Graphs, however, may also occur implicitly as an abstract mechanism with which to analyse problems and construct algorithms for these. Among the many areas where such an approach has been used are:

### ...

Whether a graph is an explicit or implicit structure in describing a problem, it is often the case that searching the graph structure may be necessary. Thus it is required to have methods which

• Can `mark' nodes in a graph which have already been `examined'.
• Determine which node should be examined next.
• Ensure that every node in the graph can (but not necessarily will) be visited.
These requirements must be realised subject to the constraint that the search process respects the structure of the graph.

That is to say, (With the exception of the first node inspected)

Any new node examined must be adjacent to some node that has previously been visited.

So, search methods implicitly describe an ordering of the nodes in a given graph.

One search method that occurs frequently with implicit graphs is the technique known as

### backtracking

Suppose a problem may be expressed in terms of detecting a particular class of subgraph in a graph.

Then the backtracking approach to solving such a problem would be:

Scan each node of the graph, following a specific order, until

• A subgraph constituting a solution has been found.
• or
• It is discovered that the subgraph built so far cannot be extended to be a solution.
If (2) occurs then the search process is `backed-up' until a node is reached from which a solution might still be found.

## Simple Example

### Knight's Tour

Given a natural number, n, describe how a Knight should be moved on an n times n chessboard so that it visits every square exactly once and ends on its starting square.

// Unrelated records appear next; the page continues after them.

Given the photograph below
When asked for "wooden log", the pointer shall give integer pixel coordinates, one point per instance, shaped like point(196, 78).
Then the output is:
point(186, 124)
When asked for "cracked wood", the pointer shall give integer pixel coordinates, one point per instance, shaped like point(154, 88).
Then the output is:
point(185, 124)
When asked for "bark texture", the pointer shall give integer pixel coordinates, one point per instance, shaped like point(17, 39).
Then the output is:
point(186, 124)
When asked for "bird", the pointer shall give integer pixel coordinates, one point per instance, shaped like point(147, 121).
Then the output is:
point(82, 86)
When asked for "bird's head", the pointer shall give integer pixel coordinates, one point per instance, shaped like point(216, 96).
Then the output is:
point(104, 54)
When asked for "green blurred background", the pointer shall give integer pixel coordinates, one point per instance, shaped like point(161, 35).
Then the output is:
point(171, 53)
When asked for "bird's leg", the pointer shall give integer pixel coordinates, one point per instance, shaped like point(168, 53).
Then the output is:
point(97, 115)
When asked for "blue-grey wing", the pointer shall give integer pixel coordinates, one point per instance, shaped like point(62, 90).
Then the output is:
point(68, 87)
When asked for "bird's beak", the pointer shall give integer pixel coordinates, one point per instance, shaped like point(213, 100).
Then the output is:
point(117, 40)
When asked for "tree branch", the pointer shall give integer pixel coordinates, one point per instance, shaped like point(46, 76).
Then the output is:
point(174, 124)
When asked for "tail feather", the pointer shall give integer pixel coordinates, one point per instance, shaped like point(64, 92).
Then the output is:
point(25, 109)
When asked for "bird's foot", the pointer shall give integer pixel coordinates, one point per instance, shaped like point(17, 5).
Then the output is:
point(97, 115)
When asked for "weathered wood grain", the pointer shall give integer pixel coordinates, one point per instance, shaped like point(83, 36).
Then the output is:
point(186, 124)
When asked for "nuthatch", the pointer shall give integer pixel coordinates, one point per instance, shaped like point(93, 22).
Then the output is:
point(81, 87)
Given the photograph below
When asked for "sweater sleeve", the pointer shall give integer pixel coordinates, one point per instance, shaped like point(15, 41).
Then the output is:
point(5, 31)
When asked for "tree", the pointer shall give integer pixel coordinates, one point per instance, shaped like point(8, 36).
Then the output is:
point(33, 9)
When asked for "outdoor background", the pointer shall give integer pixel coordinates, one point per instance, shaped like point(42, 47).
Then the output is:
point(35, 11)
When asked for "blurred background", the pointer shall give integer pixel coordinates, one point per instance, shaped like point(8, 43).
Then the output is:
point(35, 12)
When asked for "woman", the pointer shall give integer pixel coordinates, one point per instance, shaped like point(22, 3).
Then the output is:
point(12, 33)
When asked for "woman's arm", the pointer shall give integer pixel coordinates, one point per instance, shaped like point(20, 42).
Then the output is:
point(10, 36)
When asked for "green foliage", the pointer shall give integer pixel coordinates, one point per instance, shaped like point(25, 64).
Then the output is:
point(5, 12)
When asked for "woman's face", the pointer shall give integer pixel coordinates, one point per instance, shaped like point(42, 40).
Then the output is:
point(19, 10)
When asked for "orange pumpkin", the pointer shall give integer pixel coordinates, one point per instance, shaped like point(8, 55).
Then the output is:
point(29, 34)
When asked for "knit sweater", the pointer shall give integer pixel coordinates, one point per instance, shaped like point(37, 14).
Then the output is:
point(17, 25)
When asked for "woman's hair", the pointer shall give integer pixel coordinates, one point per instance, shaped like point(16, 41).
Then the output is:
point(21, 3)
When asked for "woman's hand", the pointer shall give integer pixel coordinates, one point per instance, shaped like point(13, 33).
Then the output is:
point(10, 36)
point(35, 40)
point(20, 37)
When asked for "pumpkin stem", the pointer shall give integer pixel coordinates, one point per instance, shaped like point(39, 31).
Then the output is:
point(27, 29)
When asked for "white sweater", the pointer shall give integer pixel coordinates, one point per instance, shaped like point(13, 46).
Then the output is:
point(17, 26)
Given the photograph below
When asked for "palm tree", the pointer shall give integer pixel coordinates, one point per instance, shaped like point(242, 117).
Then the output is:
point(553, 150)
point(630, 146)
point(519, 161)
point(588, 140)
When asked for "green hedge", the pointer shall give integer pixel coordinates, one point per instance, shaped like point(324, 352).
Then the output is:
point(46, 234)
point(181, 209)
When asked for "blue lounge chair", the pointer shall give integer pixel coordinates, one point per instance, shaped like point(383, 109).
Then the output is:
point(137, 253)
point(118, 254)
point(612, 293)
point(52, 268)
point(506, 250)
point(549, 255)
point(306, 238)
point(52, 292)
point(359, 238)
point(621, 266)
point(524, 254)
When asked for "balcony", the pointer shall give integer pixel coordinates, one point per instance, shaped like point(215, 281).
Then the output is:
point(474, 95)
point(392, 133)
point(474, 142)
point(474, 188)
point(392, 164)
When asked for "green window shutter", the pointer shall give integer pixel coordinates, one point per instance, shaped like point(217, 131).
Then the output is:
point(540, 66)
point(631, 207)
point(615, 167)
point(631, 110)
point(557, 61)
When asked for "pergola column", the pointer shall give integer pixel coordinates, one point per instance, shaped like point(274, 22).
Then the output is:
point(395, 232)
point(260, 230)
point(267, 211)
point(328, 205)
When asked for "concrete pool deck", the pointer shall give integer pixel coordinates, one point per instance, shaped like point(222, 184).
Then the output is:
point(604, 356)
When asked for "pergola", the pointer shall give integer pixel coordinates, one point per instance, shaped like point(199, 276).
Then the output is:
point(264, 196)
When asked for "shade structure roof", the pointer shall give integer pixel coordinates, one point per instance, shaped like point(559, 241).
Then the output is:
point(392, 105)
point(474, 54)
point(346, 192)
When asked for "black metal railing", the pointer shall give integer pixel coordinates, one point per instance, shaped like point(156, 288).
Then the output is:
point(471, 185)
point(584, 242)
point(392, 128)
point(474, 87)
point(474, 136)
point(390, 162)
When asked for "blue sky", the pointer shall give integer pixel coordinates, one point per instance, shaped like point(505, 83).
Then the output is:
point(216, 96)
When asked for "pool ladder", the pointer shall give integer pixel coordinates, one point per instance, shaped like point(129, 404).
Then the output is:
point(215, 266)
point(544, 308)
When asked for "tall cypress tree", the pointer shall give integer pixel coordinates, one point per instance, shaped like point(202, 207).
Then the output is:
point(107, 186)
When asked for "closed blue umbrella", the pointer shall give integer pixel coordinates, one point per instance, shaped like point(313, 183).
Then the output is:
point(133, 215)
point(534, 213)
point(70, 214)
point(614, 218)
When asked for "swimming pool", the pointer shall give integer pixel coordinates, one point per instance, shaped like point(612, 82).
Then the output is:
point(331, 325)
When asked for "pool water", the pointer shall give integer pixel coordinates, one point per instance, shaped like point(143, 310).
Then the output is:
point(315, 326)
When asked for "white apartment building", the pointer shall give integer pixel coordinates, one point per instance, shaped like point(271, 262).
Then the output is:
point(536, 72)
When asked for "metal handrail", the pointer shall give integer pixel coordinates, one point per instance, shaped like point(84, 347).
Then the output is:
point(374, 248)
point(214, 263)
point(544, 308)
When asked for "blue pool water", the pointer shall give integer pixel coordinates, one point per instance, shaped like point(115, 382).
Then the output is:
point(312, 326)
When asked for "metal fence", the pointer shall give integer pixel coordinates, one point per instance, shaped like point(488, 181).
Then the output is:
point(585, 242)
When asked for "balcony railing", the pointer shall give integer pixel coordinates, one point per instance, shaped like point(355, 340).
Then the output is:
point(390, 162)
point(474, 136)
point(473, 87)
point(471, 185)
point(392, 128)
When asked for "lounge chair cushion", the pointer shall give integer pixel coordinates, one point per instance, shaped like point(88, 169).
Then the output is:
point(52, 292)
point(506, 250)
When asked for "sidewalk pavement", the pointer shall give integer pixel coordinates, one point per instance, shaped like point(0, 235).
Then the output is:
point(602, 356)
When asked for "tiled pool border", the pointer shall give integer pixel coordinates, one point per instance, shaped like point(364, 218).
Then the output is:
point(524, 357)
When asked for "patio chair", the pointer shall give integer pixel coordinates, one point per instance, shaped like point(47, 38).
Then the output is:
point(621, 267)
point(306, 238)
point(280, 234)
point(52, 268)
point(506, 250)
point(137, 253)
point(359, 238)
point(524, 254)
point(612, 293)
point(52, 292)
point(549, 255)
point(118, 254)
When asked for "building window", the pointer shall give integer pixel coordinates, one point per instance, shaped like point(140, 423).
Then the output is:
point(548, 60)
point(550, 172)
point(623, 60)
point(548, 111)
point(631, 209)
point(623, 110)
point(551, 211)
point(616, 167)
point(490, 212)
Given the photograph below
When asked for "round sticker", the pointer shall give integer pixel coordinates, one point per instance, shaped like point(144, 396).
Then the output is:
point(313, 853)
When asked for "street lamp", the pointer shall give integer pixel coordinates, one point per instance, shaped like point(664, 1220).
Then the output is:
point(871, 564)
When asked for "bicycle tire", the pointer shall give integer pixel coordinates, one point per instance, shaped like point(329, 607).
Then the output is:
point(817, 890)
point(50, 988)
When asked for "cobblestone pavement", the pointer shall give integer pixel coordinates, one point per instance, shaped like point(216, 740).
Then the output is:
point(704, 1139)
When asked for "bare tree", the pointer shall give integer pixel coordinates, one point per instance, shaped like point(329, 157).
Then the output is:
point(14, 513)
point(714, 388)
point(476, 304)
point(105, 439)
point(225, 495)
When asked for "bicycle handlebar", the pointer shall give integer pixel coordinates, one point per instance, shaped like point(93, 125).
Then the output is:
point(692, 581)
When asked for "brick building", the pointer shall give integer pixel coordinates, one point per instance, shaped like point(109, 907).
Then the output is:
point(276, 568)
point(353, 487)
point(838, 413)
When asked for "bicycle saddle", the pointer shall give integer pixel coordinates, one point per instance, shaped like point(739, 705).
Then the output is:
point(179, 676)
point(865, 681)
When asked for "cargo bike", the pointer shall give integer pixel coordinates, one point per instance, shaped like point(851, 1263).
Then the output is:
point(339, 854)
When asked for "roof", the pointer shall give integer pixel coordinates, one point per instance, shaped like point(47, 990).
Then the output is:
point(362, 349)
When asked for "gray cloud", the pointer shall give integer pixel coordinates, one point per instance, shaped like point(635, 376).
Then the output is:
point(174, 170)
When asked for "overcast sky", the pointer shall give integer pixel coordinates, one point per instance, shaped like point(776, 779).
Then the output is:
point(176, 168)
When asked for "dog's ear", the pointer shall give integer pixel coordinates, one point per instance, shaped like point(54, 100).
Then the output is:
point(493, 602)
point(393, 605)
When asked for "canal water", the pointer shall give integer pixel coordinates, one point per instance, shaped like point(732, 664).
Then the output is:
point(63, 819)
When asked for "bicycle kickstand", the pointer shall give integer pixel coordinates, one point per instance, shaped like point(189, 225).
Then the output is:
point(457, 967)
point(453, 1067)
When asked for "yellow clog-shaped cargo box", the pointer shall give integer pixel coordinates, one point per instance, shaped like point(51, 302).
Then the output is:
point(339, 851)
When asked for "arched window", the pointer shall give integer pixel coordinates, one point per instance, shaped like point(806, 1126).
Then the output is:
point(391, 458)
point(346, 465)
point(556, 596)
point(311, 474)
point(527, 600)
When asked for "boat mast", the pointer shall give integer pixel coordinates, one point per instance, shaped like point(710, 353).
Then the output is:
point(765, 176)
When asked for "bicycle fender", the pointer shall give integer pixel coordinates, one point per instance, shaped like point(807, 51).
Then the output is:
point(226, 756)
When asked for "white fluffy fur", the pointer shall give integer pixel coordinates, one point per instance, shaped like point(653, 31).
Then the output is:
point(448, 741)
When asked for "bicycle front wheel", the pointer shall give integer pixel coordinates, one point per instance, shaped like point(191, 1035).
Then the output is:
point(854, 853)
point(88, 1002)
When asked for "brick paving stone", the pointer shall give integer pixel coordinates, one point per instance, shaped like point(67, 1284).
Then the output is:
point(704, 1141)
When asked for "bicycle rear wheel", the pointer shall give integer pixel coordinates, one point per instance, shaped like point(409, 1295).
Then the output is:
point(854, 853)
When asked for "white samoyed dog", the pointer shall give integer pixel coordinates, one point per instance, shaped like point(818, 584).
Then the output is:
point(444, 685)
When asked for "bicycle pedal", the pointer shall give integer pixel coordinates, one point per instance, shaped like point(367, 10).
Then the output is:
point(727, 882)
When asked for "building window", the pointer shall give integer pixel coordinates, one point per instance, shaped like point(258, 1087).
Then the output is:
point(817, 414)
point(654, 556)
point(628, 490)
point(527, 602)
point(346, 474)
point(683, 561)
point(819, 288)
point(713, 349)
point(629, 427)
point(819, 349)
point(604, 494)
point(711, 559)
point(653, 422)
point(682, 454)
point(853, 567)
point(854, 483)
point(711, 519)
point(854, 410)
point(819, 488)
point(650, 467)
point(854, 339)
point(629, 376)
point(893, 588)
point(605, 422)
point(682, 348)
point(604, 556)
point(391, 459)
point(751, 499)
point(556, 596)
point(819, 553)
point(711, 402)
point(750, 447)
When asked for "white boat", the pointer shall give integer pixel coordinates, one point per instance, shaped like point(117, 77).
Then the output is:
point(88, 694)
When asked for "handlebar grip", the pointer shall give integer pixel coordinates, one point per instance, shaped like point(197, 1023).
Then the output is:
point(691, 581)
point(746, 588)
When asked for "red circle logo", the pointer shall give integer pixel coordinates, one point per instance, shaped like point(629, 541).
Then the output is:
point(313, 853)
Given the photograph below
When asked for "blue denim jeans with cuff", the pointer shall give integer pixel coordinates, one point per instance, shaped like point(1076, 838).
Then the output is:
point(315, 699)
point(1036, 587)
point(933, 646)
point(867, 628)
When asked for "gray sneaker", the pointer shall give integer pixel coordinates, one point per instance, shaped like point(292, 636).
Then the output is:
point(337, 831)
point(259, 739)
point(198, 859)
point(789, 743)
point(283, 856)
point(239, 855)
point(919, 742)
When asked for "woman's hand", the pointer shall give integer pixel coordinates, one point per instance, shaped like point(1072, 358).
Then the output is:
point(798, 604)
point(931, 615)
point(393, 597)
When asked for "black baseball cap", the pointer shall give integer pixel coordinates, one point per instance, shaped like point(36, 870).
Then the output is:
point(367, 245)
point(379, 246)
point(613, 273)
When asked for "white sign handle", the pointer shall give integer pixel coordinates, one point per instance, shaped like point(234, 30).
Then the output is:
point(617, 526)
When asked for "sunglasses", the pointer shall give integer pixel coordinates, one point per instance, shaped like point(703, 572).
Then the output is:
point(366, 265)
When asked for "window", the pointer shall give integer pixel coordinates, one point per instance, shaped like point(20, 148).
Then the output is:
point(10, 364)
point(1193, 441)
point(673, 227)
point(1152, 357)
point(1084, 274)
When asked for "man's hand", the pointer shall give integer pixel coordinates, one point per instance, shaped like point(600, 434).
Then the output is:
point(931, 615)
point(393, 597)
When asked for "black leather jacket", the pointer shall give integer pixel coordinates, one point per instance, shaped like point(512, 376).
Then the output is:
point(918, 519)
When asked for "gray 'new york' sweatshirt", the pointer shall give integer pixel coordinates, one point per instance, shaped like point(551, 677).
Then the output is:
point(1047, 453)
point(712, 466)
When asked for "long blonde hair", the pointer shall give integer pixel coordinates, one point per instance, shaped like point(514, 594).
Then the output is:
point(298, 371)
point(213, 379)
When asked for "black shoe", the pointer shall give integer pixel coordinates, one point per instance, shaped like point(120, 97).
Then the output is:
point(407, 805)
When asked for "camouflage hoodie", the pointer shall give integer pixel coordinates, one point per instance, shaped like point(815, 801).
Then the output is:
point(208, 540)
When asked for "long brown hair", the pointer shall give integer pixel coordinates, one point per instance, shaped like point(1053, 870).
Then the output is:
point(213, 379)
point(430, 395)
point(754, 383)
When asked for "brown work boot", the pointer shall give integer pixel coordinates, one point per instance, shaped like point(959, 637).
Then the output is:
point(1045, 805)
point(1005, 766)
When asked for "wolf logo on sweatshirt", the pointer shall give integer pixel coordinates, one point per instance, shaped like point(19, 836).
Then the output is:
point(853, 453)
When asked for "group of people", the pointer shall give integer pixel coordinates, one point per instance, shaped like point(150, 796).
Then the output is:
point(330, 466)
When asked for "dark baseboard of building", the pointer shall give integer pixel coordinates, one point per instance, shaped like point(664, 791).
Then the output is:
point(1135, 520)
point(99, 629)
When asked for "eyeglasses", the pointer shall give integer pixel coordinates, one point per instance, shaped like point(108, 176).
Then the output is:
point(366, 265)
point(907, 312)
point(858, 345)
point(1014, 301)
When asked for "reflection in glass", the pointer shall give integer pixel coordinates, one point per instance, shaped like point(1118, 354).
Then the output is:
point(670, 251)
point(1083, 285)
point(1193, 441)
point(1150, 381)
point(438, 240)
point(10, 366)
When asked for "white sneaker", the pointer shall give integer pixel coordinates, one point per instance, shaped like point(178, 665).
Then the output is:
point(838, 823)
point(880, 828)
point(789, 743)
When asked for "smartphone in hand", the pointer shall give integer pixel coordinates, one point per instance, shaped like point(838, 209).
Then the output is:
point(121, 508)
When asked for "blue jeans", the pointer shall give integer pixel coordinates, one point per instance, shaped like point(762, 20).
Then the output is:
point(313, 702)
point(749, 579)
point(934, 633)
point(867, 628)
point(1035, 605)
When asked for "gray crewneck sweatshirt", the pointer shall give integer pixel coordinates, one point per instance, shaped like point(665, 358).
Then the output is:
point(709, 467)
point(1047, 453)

The implicit graph in this problem has n^2 nodes corresponding to each position the Knight must occupy. There is an edge between two of these nodes if the corresponding positions are `one move apart'. The sub-graph that defines a solution is a cycle which contains each node of the implicit graph.  Of course it is not necessary to construct this graph explicitly, in order to to solve the problem. The algorithm below, recursively searches the graph, labeling each square (i.e. node) in the order in which it is visited. In this algorithm:

• board is an n times n representation of the board; initiated to 0.
• (x,y) are the coordinates (row, column) of the current square.
• move is the number of squares visited so far.
• ok is a Boolean indicating success or failure.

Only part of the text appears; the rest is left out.